Jay: And you hate the cops don’t you? (Author’s Note “The Cops” is Tom’s slang for “out-of-bounds stakes.”)

Tom: Yes, unless they make it out of bounds to keep people from entering certain areas because the foot traffic would cause a problem.

Jay: What is the craziest thing, the most “I cannot believe this is happening” moment that you have had to deal with while you were working on a project?

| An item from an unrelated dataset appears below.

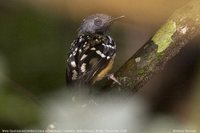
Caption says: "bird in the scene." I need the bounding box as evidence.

Tom: I have had some odd environmental things over the years for a couple of them but I guess the funniest did not hold up the project. We were working on the planning for Apache Stronghold. The Apaches had this archeologist guide come out with us to look at where we wanted to hold this stuff and at one point were in the desert two hours from Phoenix, never having developed anything out there and we were walking around and at one point there was a bunch of little narrow desert washes going through and we walked through and in one of them there is this pile of rocks that has obviously been put there for something and I said to the archeologist what the hell is that and he said umm well in the 1930's in the Depression there were some MWP projects. Projects would get set up out there in the middle of nowhere just to pay people to work along some of these washes and that was probably one of them. Fortunately it wasn't old enough to be a true archeological artifact.